Huddersfield to use interactive gaming technology as social work training aid

A computer game enabling trainee social workers to immerse themselves in a wide range of challenging situations is among a range of initiatives being developed by the University of Huddersfield, backed by the Departments of Health and Education, million-pound Social Work Teaching Partnerships.

The major new policy of creating Social Work Teaching Partnerships aims to raise standards of training in the social work profession by linking local authorities and universities.

Now, it has been announced that Huddersfield-based Kirklees Council is to take the lead in a large new partnership, alongside the University of Huddersfield – which has an established relationship with the Kirklees authority – plus Calderdale Council, the University of York, the City of York and North Yorkshire’s local authorities.

?In its first phase, the new partnership and its £1 million funding will run until March 2018. At the University of Huddersfield, senior figures in the social work division of the School of Human and Heath Sciences are making plans and will soon begin to recruit for new posts that will be created, including a number of lecturer-practitioners at the universities and practice-in-education consultants based at the local authorities.

Brid Featherstone (pictured), the University’s Professor of Social Work, said that the partnership would ensure that social work remained a buoyant subject area at Huddersfield.
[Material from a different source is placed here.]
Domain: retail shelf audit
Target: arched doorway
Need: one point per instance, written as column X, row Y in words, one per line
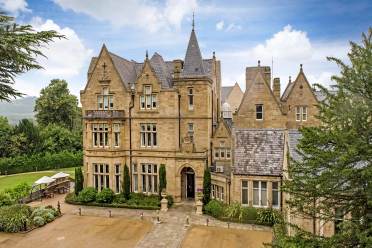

She added that Continuing Professional Development (CPD) in social work is one of the special strengths of the University and now there will be an opportunity to spread and embed this across the partnership.

Interactive Technology

?The partnership will draw on the University’s established expertise in the design and development of serious computer games to be used as training aids. For example, a game that addresses the issue of domestic abuse in the Caribbean has been under development. 

Another is an interactive game that simulates a home visit by a social worker and the wide range of issues they might have to deal with.

Principal Lecturer Gill Kirkman, Subject Leader in Social Work, said: “It will be used for both pre- and post-qualified students, as the accompanying teaching materials will allow the subject matter to deepen and become more complex.  It will simulate a number of home visits focussing on a number of complex issues across the life course.”

?The game will adopt the “Think Family” approach, favoured by the Government, which aims to ensure that social workers are trained to deal equally effectively with both adults and children. 

Ms Kirkman added: “We also need local authorities to retain experienced staff, and they are more likely to do that if they offer a creative and innovative approach to CPD.”

A portion of the partnership funding will be used to support research, encouraging social workers to undertake Masters and PhD programmes.

An important result of the partnership will a much-needed increase in the number of local authority work placements for social work students. And an innovation at the University of Huddersfield will be an apprenticeship for a young adult who has recently left care.

Kim Heanue, Subject Leader in Social Work, said: “He or she will come and work at the University for 12 months, and have a really key role in the development of  our computer game and in providing service-user expertise across our courses – in terms of how we develop our curriculum – and interviewing students.”